Version: 2.x

ANALYZE

Collects statistics about a database.

Synopsis

ANALYZE [VERBOSE] [SKIP_LOCKED] [<table> [ (<column> [, ...] ) ]]

ANALYZE [VERBOSE] [SKIP_LOCKED] {<root_partition_table_name>|<leaf_partition_table_name>} [ (<column> [, ...] )] 

ANALYZE [VERBOSE] [SKIP_LOCKED] ROOTPARTITION {ALL | <root_partition_table_name> [ (<column> [, ...] )]}

Description

ANALYZE collects statistics about the contents of tables in the database, and stores the results in the system table pg_statistic. Subsequently, Apache Cloudberry uses these statistics to help determine the most efficient execution plans for queries. For information about the table statistics that are collected, see Notes.

With no parameter, ANALYZE collects statistics for every table in the current database. You can specify a table name to collect statistics for a single table. You can specify a set of column names in a specific table, in which case the statistics only for those columns from that table are collected.

ANALYZE does not collect statistics on external tables.

For partitioned tables, ANALYZE collects additional statistics, HyperLogLog (HLL) statistics, on the leaf partitions. HLL statistics are used are used to derive number of distinct values (NDV) for queries against partitioned tables.

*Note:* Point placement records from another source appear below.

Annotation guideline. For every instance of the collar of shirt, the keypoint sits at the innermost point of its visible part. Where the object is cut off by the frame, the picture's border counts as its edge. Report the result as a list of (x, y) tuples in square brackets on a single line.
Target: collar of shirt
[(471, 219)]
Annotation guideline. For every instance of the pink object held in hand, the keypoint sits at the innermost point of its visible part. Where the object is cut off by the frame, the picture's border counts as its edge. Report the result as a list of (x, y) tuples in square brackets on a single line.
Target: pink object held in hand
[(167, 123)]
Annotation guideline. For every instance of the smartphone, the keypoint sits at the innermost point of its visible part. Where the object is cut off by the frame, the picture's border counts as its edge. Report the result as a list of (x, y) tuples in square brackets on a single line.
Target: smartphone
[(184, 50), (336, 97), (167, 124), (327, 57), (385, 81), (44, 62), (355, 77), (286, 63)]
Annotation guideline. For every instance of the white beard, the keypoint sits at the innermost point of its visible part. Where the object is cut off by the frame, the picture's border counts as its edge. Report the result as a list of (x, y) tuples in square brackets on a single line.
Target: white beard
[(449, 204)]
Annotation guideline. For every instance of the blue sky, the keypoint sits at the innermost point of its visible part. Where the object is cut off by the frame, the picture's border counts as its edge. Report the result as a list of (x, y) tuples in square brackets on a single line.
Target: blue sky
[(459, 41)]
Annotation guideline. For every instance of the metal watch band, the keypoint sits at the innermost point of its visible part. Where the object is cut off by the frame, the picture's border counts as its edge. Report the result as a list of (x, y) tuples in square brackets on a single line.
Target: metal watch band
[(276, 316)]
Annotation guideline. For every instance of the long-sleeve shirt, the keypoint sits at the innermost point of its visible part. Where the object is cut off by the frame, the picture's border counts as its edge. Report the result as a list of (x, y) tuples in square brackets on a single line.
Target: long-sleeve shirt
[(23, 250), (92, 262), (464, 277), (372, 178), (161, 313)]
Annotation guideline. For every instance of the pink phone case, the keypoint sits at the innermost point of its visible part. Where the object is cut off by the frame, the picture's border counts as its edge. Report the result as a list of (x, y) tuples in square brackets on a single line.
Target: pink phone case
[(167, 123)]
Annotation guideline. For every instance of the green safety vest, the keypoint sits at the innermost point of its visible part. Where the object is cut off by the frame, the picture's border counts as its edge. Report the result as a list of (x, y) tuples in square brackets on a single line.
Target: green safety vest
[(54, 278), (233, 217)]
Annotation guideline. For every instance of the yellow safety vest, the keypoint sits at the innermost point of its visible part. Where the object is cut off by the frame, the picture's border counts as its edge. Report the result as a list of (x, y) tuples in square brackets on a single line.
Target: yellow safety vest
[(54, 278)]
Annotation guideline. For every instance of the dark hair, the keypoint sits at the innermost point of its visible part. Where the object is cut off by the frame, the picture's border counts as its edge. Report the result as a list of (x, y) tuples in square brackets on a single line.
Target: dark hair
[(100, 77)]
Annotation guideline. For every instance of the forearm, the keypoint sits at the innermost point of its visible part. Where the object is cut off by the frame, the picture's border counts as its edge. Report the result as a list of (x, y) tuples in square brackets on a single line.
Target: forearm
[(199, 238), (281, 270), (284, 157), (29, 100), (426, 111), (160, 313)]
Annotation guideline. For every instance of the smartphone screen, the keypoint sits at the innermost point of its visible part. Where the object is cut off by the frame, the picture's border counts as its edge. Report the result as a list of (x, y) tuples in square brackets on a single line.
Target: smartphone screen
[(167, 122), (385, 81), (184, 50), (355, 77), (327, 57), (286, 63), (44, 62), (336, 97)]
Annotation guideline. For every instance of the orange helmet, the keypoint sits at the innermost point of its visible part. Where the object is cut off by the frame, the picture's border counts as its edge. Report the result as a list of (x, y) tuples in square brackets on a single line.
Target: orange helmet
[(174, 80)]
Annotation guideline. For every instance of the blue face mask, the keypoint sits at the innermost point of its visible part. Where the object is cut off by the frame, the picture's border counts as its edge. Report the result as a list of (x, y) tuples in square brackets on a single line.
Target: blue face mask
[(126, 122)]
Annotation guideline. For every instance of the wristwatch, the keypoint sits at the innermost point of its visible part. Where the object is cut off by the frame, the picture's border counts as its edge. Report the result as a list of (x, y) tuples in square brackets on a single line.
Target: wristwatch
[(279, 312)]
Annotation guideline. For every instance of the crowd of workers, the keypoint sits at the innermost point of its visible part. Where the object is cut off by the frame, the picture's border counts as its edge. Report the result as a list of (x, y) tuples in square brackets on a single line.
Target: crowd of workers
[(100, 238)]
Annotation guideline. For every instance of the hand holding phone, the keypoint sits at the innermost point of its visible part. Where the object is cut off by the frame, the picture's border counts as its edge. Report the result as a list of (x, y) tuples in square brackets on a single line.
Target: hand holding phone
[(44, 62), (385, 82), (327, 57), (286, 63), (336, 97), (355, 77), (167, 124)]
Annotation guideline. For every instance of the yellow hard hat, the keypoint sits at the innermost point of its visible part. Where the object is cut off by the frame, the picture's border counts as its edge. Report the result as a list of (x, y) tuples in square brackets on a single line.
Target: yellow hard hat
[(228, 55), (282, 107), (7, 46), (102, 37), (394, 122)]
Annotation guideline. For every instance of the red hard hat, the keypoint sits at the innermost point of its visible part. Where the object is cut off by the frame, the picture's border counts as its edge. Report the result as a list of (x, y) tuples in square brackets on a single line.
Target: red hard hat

When aggregating NDV estimates across multiple leaf partitions, HLL statistics generate a more accurate NDV estimates than the standard table statistics.
When updating HLL statistics, ANALYZE operations are required only on leaf partitions that have changed. For example, ANALYZE is required if the leaf partition data has changed, or if the leaf partition has been exchanged with another table. For more information about updating partitioned table statistics, see Notes.

Important If you intend to run queries on partitioned tables with GPORCA enabled (the default), then you must collect statistics on the root partition of the partitioned table with the ANALYZE or ANALYZE ROOTPARTITION command. For information about collecting statistics on partitioned tables and when the ROOTPARTITION keyword is required, see Notes. For information about GPORCA, see Overview of GPORCA in the Apache Cloudberry Administrator Guide.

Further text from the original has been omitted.